Pipeline Plan 179

ezigus edited this page Mar 16, 2026 · 3 revisions

Implementation Plan: Success Pattern Learning & Template Recommendation Engine

Brainstorming: Socratic Design Refinement

Requirements Clarity

Minimum viable change: Capture success patterns after pipeline completion, store them in ~/.shipwright/memory/<repo>/success-patterns.json, match new issues against historical successes using TF-IDF keyword similarity (already exists in memory_ranked_search()), and display a recommendation with confidence at pipeline start.

Implicit requirements:

Must not break existing failure-only memory capture flow
Must integrate with existing select_pipeline_template() hierarchy in daemon-triage.sh
Must work without SQLite (JSON fallback, like all other persistence)
Must be Bash 3.2 compatible (no associative arrays)
Acceptance rate tracking requires recording whether the recommendation was followed

Acceptance criteria (from issue):

Capture success patterns after each successful pipeline
Similarity matching for new issues against historical successes
Recommend template with confidence score
Display recommendation at pipeline start with rationale
Track recommendation acceptance rate
Store in ~/.shipwright/memory/<repo>/success-patterns.json

Design Alternatives

Approach A: Standalone script (sw-success-patterns.sh)

New script with capture/recommend/show/stats subcommands
Called from memory_finalize_pipeline() and select_pipeline_template()
Pros: Clean separation, testable in isolation, follows existing pattern (sw-memory.sh, sw-intelligence.sh)
Cons: Another script to source, slightly more overhead

Approach B: Extend sw-memory.sh with success functions

Add memory_capture_success_pattern(), memory_recommend_template() to existing memory script
Pros: Keeps memory concerns together, reuses memory_ranked_search() directly
Cons: sw-memory.sh is already 2100+ lines, harder to test in isolation

Approach C: Extend sw-self-optimize.sh (Thompson sampling lives there)

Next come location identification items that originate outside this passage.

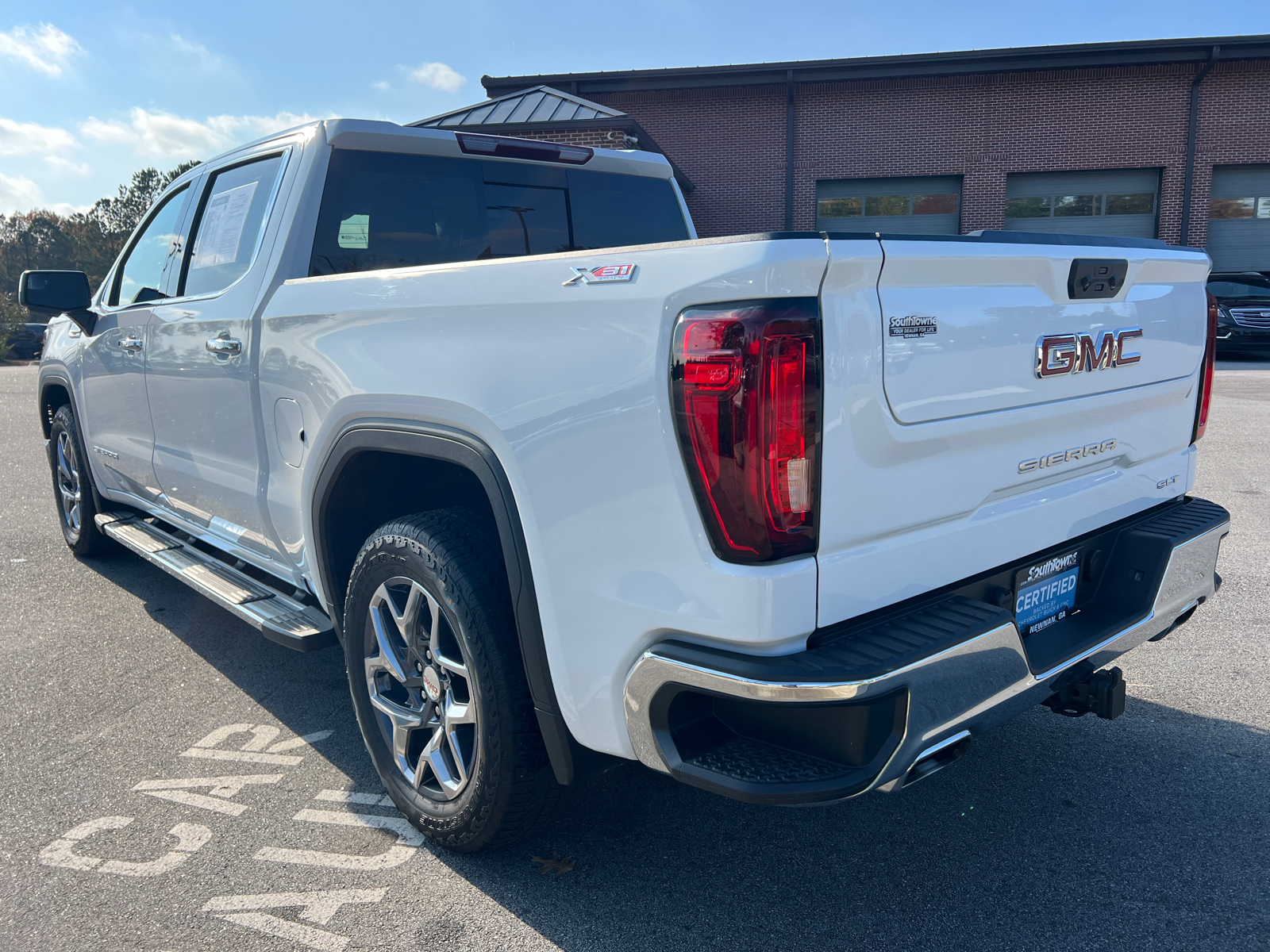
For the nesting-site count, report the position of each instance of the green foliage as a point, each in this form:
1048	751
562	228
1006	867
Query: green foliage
86	241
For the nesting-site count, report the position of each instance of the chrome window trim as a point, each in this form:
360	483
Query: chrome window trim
107	289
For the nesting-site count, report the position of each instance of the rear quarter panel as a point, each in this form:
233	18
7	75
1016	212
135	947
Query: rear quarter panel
569	387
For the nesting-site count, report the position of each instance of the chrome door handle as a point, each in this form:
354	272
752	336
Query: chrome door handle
224	347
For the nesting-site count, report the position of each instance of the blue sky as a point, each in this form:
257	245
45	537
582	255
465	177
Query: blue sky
89	92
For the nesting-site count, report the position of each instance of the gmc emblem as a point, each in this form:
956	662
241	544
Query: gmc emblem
1075	353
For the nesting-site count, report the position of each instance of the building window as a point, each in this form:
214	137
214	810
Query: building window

Add success patterns alongside existing Thompson sampling and template weights
Pros: Template optimization is already there
Cons: Different concern (learning vs optimization), self-optimize.sh is already complex

Decision: Approach A (standalone script) — Minimizes blast radius, follows the established pattern of modular scripts, and keeps success pattern logic testable in isolation. Integration points are surgical: hook into memory_finalize_pipeline() for capture, and into select_pipeline_template() for recommendation.

Risk Assessment

Risk	Mitigation
Cold start (no historical data)	Graceful fallback — no recommendation when < 3 patterns stored
TF-IDF similarity too noisy	Use domain keyword expansion (already in sw-memory.sh), require minimum match score
Recommendation ignored adds noise	Track acceptance separately; don't count ignored recommendations against confidence
JSON file grows unbounded	Cap at 200 patterns, evict oldest when full (like failures.json)
Performance: jq over large JSON in hot path	Cache last recommendation per issue hash; patterns file stays small (200 cap)
Breaking existing template selection	Insert as a new layer in the hierarchy, after quality memory, before Thompson sampling

Dependency Analysis

Depends on:

scripts/lib/helpers.sh — emit_event(), info(), success(), warn(), now_iso()
scripts/sw-memory.sh — repo_memory_dir(), ensure_memory_dir(), _expand_domain_keywords()
scripts/sw-db.sh — db_record_outcome() (already captures template+success, we read from it)
config/event-schema.json — needs new event types

Depended on by:

scripts/sw-memory.sh → memory_finalize_pipeline() calls capture
scripts/lib/daemon-triage.sh → select_pipeline_template() calls recommend
scripts/sw-pipeline.sh → displays recommendation at pipeline start

No circular dependency risks — new script is a leaf that's sourced by existing scripts.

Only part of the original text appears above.